External financing may also play a role. In 2024, the World Bank approved a loan package for Ghana that included funds to clear the NHIS claims backlog. The loan, part of a broader health-system strengthening initiative, is intended to reduce reimbursement delays to six months by 2026. But critics argue that six months is still too long, and that the loan does not address the underlying structural issues—the manual claims system, the lack of budget discipline, and the political pressures that lead to underfunding of the NHIS.

Dr. Osei, the University of Ghana researcher, argues that the most effective fix would be a combination of electronic claims, capitation for chronic disease, and direct procurement for high-cost drugs like insulin. “No single intervention will solve this,” he says. “You need to fix the payment system, the procurement system, and the accountability system all at once. That requires political will, not just technical solutions.”

What This Means for Diabetes Care in Ghana

The reimbursement delays that force clinics to limit insulin stock are not merely an administrative inconvenience. They represent a fundamental breakdown of the universal health coverage that the NHIS was designed to provide. When patients cannot get their insulin because the insurance system is slow to pay, the promise of coverage rings hollow. Diabetes, a chronic disease that requires consistent management, becomes a series of crises—emergency visits, hospitalisations, amputations—that could have been prevented with a reliable supply of a relatively inexpensive drug.

For clinicians, the situation is demoralising. They are trained to follow evidence-based guidelines, but they cannot do so because the system fails to deliver the necessary resources. They improvise, they ration, they borrow. And they watch their patients suffer consequences that are predictable and avoidable. “I have been a nurse for 20 years,” says Nyarko. “I have seen a lot. But it still hurts when a patient dies because we didn't have insulin. That is not supposed to happen.”
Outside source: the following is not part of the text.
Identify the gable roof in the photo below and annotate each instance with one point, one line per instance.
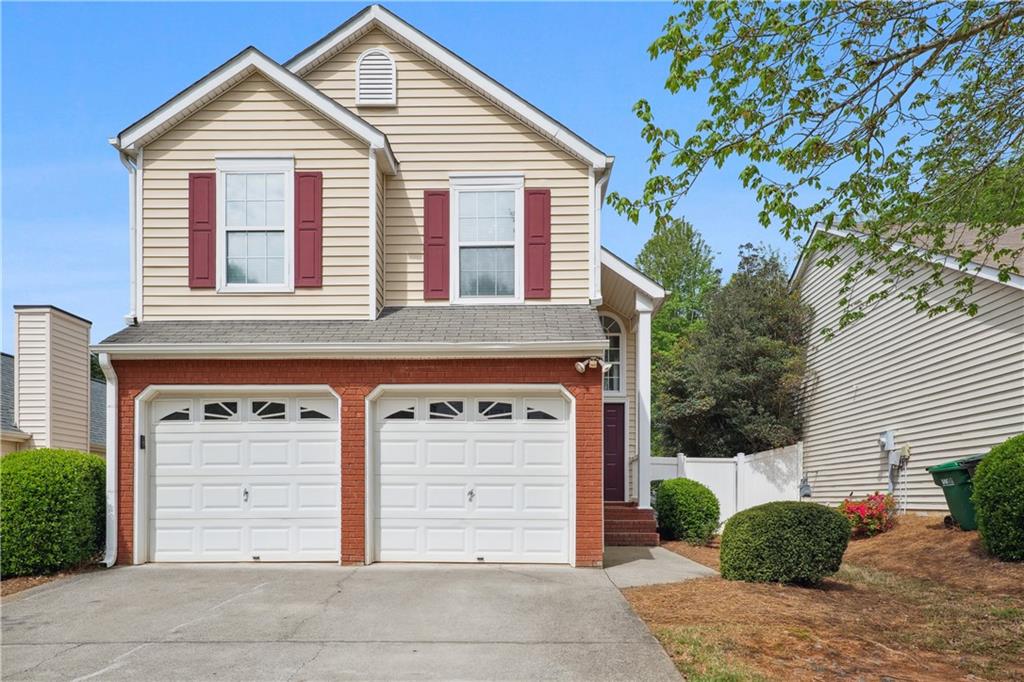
(377, 16)
(1013, 240)
(632, 274)
(242, 66)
Insurance coverage alone is not enough. A health system must also ensure that the covered services are actually available—that the money flows to the right places at the right time. Ghana's NHIS has expanded access to care for millions of people, but its administrative failures undermine the clinical effectiveness of that care. Reimbursement delays are a symptom of a system that is underfunded, overburdened, and in need of structural reform. Until those reforms happen, insulin will remain a precarious commodity, and the gap between evidence and practice will persist.
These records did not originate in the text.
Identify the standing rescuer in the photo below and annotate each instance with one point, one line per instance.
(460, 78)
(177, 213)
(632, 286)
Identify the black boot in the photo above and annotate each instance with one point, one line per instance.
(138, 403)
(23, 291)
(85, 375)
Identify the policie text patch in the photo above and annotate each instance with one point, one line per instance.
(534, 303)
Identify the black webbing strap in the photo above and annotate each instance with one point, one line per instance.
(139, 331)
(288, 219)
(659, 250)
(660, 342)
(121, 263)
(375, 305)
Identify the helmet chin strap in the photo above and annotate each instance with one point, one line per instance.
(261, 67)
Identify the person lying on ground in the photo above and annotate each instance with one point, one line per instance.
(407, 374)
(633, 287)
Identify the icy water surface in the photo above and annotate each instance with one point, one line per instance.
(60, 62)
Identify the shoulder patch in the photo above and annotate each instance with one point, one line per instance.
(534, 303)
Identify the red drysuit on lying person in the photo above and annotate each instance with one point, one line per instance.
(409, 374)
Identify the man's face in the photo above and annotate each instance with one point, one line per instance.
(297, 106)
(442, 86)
For patients like those at Korle Bu, the immediate future is uncertain. Some will continue to skip doses and hope for the best. Others will find ways to pay out-of-pocket. A few will benefit from the pilot programs and the World Bank loan. But the system as a whole remains fragile. As one clinic manager put it: “We are one late payment away from a crisis. And the crisis is already here.”

The experience in Ghana echoes similar challenges documented elsewhere. In rural Mozambique, community health worker pay caps have reduced patient follow-up, as we reported in a previous feature. In Bangladesh, pediatric dengue case fatality rates persist despite WHO protocols sitting unused. And in São Paulo, prior authorization delays have been shown to postpone chemotherapy by two weeks. Each case illustrates a common theme: the gap between what evidence says should happen and what actually happens in clinics and hospitals is often a gap in the system, not in knowledge.
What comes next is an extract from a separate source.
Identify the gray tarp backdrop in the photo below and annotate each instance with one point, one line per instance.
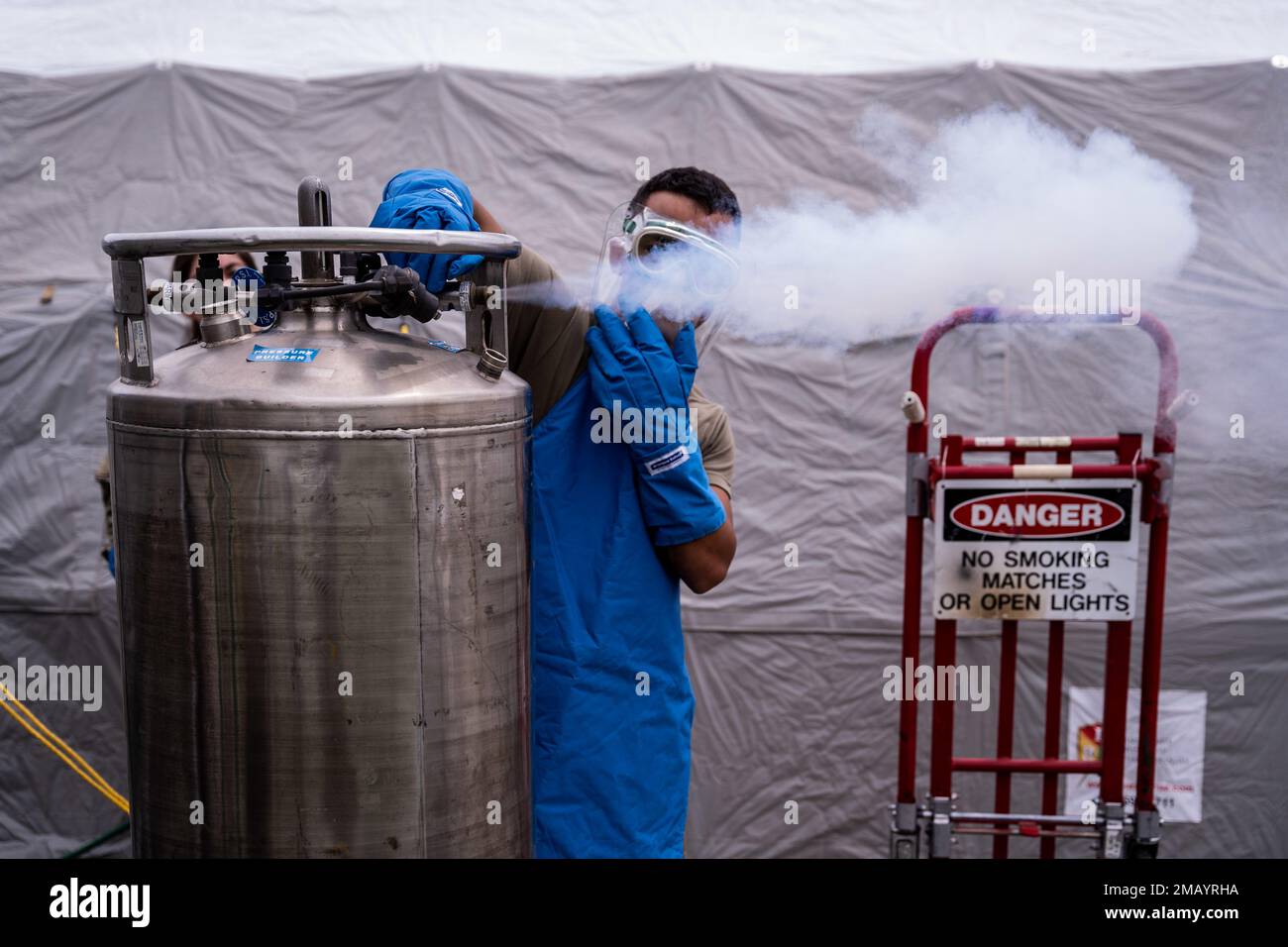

For diabetes care in Ghana, the path forward requires acknowledging that insurance reimbursement is not just a financial transaction—it is a clinical intervention. When the payment is late, the patient pays with their health. Reforming the NHIS claims process is not merely an administrative task; it is a medical necessity. Until that reform happens, the insulin fridge at Korle Bu will remain a symbol of a system struggling to deliver on its promises.

This article is for informational purposes only and does not constitute medical advice. Individuals with diabetes should consult their healthcare provider for guidance on insulin access and management.